Hermione wrote:

Fig, i know i'm going back to basics here...

In this problem, how did you know to test for:

(1) n>o

(2) -2 < n < 0

(3) n < -2

Normally for a problem like this, I would just test for n>0 or n<0 but apparently this is not the case.

Any question has always to be asked

, especially before going to an exam such as the GMAT

... and u are welcome

Concerning the reason, the principle is to look for the crucial "point" or value s of n,x... when those values make flip the sign of the expression in the absolute value. This is done for every absolute values of an inequation.

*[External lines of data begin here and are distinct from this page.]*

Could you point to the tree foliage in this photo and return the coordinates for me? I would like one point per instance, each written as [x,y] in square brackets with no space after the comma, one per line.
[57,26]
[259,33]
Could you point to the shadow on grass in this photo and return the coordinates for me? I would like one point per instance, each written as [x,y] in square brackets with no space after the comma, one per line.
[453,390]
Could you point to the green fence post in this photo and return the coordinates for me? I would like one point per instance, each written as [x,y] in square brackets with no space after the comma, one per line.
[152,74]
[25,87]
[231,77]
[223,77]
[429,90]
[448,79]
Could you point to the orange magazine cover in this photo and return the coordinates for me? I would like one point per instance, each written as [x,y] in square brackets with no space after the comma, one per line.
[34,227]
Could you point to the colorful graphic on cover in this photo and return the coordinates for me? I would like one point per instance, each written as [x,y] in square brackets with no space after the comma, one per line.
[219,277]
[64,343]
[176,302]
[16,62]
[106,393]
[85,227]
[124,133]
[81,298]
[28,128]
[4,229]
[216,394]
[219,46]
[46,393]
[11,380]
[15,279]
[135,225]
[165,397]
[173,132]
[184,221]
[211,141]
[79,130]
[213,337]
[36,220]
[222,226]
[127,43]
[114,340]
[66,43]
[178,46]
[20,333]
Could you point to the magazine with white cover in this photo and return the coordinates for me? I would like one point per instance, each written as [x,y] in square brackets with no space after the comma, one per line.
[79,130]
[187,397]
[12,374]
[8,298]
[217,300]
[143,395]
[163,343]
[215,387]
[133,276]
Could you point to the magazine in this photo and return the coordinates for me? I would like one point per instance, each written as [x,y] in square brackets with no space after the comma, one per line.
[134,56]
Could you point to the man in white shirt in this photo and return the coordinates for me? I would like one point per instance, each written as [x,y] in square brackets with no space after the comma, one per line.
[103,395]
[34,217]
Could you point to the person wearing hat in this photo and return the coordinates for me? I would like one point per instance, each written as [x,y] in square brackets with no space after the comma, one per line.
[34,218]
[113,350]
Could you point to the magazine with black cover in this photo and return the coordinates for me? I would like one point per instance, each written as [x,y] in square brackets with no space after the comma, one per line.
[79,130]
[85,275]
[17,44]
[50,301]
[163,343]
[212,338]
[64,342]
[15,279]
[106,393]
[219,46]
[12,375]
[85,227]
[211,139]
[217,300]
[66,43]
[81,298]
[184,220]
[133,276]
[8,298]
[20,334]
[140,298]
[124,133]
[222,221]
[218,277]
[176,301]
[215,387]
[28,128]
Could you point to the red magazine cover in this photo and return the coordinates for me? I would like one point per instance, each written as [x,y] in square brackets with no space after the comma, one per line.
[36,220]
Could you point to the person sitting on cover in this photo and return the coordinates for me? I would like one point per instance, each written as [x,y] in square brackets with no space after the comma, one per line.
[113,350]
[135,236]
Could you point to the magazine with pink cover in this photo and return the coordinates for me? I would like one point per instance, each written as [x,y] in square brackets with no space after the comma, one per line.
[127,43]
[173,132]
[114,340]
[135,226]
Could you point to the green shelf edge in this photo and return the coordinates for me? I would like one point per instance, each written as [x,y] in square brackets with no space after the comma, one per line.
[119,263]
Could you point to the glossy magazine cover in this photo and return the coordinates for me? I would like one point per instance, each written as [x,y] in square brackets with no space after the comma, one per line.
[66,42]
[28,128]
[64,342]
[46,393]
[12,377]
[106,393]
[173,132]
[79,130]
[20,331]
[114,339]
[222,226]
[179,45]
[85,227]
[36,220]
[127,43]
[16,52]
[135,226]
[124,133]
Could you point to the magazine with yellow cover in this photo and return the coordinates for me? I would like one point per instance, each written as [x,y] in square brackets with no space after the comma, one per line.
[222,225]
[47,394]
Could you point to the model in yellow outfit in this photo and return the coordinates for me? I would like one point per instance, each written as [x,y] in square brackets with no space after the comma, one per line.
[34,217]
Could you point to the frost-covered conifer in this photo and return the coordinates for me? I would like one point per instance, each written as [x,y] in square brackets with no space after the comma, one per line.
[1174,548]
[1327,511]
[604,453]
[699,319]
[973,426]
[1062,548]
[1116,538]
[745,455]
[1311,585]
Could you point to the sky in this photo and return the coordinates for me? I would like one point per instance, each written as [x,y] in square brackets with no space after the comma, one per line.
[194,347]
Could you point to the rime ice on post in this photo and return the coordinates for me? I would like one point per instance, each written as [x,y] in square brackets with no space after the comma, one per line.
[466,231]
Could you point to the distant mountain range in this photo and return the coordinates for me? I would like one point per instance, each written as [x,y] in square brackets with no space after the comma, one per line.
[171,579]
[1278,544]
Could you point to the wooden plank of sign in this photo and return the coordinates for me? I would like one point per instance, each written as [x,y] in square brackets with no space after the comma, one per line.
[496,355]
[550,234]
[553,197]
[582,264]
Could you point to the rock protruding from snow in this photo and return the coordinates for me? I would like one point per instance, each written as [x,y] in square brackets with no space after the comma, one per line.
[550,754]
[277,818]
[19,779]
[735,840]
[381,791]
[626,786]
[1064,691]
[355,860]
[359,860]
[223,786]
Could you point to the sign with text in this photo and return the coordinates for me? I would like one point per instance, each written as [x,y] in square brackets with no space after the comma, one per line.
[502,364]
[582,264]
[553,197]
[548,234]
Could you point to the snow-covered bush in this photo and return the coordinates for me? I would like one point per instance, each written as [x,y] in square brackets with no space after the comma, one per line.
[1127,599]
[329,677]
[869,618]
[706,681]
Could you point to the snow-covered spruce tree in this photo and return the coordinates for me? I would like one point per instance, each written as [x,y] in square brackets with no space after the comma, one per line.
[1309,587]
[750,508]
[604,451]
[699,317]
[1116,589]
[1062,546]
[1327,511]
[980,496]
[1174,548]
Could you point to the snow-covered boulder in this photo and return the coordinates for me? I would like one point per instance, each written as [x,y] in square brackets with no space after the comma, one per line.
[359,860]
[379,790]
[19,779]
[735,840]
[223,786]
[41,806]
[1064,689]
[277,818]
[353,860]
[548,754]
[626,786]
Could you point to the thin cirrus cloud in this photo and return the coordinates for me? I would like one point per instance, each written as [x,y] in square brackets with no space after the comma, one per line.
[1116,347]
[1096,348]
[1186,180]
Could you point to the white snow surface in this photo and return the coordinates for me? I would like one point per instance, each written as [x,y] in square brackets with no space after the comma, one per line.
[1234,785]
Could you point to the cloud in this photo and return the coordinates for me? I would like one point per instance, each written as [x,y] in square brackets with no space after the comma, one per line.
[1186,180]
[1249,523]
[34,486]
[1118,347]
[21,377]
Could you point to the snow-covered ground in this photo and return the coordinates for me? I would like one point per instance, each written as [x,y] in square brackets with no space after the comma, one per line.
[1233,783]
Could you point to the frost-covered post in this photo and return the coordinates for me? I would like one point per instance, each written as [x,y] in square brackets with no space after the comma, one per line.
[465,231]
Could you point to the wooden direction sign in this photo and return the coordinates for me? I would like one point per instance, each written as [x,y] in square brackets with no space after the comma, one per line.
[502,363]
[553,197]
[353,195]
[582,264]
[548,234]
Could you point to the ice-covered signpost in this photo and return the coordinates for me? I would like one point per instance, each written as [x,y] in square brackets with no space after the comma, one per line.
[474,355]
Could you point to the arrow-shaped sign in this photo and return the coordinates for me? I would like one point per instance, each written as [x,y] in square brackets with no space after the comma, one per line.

Concretely, we decompose the whole inquation in module to study:

o |n+2|:
# n+2 = 0 <=> n = -2

Also,

# n+2 > 0 <=> n > -2

# n+2 < 0 <=> n < -2

> The original inequation has to be studied on those 2 domains n < -2 and n > -2. Indeed, for those 2 domains, the simplified expression of |n+2| differs. That is |n+2| = n+2 when n > -2 and |n+2| = -(n+2) when n < -2.

o |n|:
# n = 0

Thus,

# n > 0

# n < 0

Finally, we have to study all combined domains, from |n+2| and from |n|, in the original inequation.

That gives : n < -2, -2 < n < 0, and n > 0.